Hoy el populismo burgués en curso, un producto de los aparatos de propaganda de la gran patronal y de los servicios especiales del Estado, sostiene que nuestros problemas son las corridas de toros, las procesiones de Semana Santa, las calles con nombres franquistas y el busto del rey. Frente a tal operación de mixtificación, dirigida a ocultar las muchas y cada día más graves lacras cardinales de nuestra sociedad, hay que mantener que es decisiva e irrenunciable la lucha por el pensamiento libre, por una forma socialmente organizada de libertad de conciencia que hunda sus raíces en la propiedad colectiva y comunal de los recursos económicos fundamentales.

Los amos del dinero no pueden seguir siendo los amos de nuestras conciencias.

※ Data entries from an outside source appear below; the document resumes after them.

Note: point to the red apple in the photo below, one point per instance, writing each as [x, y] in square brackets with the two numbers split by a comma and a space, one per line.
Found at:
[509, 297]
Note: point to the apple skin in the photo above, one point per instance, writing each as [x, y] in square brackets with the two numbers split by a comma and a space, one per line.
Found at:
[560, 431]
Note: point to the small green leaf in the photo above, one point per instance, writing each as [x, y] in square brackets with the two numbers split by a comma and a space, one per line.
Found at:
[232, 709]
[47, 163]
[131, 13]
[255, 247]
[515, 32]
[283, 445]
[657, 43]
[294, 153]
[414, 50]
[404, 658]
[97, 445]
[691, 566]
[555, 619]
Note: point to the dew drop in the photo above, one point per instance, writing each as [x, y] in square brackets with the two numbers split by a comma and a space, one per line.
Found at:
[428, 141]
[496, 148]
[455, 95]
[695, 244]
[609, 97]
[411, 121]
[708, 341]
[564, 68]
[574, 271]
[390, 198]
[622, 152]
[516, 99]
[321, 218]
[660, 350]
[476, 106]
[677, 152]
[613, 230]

La lucha por la verdad, por un orden social en que el que la verdad tenga oportunidades reales, materiales, para constituirse y circular por todo el cuerpo social, demanda realizar fundamentales cambios estructurales, también económicos. Si éstos no se efectúan iremos a una sociedad definitivamente asentada en la renuncia a pensar, el adoctrinamiento, la mentira, la mediocridad, el servilismo y la ausencia de creatividad. En una sociedad donde lo que caracteriza a lo humano, la vida del espíritu en sus principales manifestaciones, estará cada día más disminuido.